Restoring the socio-ecological viability of the Loess Plateau, China

Severe erosion resulting from intensive farming on sloping lands had formerly threatened the ecological integrity and socio-economic viability of the Loess Plateau in China’s north-west, home to 50 million people. Centuries of over-use and over-grazing had created one of the highest erosion rates in the world and a consequent negative spiral of socio-ecological decline and poverty.

To halt and reverse the loss of the powdery soil that gives the Loess Plateau its name, the World Bank co-sponsored two major targeted restoration projects: the Loess Plateau Watershed Rehabilitation Project and the Second Loess Plateau Watershed Rehabilitation Project[1]. This ambitious, landscape-scale restoration sought to regenerate functional ecosystems, supporting sustainable agricultural production and viable livelihoods. The introduction of zoned grazing, terraced agriculture on slopes to protect soil, water and nutrients, controlled fuel wood gathering, and other forms of locally adapted sustainable farming practices have doubled the coverage of perennial vegetation.
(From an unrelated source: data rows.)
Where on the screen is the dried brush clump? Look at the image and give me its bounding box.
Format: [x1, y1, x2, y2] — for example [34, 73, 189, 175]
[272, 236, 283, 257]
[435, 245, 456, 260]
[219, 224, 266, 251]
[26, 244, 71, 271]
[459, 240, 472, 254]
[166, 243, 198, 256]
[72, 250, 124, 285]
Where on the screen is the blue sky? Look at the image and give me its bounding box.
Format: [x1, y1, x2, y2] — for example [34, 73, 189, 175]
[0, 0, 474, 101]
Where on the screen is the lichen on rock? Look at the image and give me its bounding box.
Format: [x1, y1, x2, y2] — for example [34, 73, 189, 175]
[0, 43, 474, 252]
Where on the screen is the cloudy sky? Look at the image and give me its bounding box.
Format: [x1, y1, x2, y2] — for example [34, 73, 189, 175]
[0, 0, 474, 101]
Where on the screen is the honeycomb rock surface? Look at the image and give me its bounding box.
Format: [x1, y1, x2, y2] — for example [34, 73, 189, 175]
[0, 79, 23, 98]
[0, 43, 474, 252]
These measures have doubled farmer incomes, enabling diversified employment, the production of a wider range of high-value products and greater productivity through the creation of conditions supporting sustainable soil and water conservation. By securing food supplies, this work has cut the need for government to respond with emergency food aid. This has increased the prosperity of more than 2.5 million of the poorest people in four of China’s poorest provinces – Shanxi, Shaanxi, Gansu and the Inner Mongolia Autonomous Region. Further ‘downstream’ benefits include dramatic reductions in the sedimentation of waterways and the associated infilling of dams, reducing inputs to the Yellow River by more than 100 million tons each year.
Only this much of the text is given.